It was a hot summer day. The sky was clear blue. All I could see was blue. I saw a plane. I, saw, a plane. Oh wow! I had stopped noticing them, and hearing them. What happened?
I had been through a hard time for seven years. My life was defined by my trial. I could barely get out of bed most days, let alone look at the sky. I was happy just to make it through a day or a week. I had stopped enjoying the beauty of the sky, and had stopped seeing and hearing planes.
I have always been fascinated with airplanes. They give me hope. Someone in those planes is going somewhere. They are accomplishing something. When I hear a plane pass by I envision where it is going. Are they headed to St. Louis? Maybe Kansas City? This one is high. They might be headed toward Atlanta and then on to another country.
I know it sounds crazy, but to me there is something calming about watching a plane cross the sky on a clear day. To hear it’s echo from my front room makes my heart soar. I might not be where I want to be, but someone is going somewhere. There is hope.
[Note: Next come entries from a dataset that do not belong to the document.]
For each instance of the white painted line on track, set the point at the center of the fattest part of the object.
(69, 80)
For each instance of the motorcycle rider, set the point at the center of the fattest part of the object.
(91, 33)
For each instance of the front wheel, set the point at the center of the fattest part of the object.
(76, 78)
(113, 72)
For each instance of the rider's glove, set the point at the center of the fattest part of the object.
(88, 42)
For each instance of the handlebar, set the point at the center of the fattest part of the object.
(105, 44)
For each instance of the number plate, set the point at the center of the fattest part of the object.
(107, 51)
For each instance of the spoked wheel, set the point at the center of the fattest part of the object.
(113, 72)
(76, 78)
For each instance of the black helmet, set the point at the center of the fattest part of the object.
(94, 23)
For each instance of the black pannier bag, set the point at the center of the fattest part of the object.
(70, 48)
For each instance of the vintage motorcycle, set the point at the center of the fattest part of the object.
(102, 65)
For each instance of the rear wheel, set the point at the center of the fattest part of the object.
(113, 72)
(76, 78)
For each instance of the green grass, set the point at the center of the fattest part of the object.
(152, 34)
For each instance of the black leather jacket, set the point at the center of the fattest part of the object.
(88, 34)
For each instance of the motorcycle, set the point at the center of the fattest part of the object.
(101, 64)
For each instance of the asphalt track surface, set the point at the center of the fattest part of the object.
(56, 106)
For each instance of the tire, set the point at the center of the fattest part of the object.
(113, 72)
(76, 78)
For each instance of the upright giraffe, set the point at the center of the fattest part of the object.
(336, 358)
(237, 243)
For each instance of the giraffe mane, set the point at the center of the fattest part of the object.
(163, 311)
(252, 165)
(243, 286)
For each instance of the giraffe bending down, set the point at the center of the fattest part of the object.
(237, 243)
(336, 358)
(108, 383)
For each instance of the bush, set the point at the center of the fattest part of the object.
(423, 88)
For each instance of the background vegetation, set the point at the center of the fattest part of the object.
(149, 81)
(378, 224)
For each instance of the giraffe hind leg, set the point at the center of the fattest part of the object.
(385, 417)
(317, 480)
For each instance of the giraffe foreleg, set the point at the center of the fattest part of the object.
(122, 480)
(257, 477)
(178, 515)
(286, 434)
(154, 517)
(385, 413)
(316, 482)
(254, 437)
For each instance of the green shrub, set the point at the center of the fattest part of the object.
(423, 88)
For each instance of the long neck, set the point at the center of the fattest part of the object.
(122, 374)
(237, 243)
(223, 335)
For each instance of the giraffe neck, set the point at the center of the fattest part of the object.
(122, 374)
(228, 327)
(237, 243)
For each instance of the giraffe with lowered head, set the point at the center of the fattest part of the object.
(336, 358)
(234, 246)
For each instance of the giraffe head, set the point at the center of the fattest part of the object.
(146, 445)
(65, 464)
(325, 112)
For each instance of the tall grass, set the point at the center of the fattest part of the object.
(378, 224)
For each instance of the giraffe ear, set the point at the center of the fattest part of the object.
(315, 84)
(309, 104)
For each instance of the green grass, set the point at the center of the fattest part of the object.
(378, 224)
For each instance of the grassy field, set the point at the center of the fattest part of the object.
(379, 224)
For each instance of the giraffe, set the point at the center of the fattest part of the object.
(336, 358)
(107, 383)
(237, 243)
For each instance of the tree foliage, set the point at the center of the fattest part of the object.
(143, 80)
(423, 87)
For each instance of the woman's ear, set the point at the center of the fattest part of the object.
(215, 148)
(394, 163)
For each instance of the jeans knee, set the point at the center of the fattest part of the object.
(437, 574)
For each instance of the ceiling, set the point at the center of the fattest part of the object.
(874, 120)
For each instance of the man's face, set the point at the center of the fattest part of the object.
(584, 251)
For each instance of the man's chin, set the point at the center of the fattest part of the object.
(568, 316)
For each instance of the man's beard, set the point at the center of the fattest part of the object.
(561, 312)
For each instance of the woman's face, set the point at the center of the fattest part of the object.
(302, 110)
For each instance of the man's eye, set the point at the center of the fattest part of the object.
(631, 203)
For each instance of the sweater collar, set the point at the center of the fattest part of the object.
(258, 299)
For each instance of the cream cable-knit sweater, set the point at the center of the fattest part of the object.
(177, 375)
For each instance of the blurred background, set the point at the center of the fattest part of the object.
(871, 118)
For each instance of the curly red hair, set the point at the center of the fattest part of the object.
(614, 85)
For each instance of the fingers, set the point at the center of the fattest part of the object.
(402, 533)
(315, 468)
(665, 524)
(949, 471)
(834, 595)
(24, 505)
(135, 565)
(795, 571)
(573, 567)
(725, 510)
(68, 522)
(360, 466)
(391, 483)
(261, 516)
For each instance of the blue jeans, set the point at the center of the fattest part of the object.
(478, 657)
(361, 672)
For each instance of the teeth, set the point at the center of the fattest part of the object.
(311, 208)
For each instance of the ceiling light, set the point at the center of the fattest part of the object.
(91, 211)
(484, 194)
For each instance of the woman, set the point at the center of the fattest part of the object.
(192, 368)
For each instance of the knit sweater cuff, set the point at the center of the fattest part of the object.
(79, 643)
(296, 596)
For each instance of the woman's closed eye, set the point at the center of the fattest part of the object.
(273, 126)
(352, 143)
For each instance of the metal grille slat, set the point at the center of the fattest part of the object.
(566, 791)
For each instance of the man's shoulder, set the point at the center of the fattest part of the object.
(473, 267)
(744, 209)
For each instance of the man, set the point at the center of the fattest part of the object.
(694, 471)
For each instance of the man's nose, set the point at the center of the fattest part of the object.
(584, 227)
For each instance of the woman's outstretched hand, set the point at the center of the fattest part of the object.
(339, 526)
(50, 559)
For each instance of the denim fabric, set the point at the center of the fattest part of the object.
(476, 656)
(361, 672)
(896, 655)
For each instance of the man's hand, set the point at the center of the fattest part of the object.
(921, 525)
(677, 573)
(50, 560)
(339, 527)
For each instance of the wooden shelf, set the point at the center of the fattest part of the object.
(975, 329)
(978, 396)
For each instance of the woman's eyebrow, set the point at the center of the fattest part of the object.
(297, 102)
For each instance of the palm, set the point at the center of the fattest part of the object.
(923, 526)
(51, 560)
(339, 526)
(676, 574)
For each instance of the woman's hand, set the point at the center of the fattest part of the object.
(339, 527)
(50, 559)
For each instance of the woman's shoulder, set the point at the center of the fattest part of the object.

When I stop looking for planes, and stop hearing them, then I know something is wrong. I am probably too focused on my problems, and myself. When I can’t lift my head up high enough to see a plane than I am looking down at the wrong thing. When I can’t hear the echo of a plane’s engine than I am listening to voices that lie and taunt me.
I haven’t been able to see or hear planes for a while. I stopped writing, dreaming, and creating. My ideas died with me. Yet I have to move on. I have to write. I have to dream and I have to create. I may not feel any passion for what I am doing, but the more I do it the more I am able to look up. The more I can see and hear planes.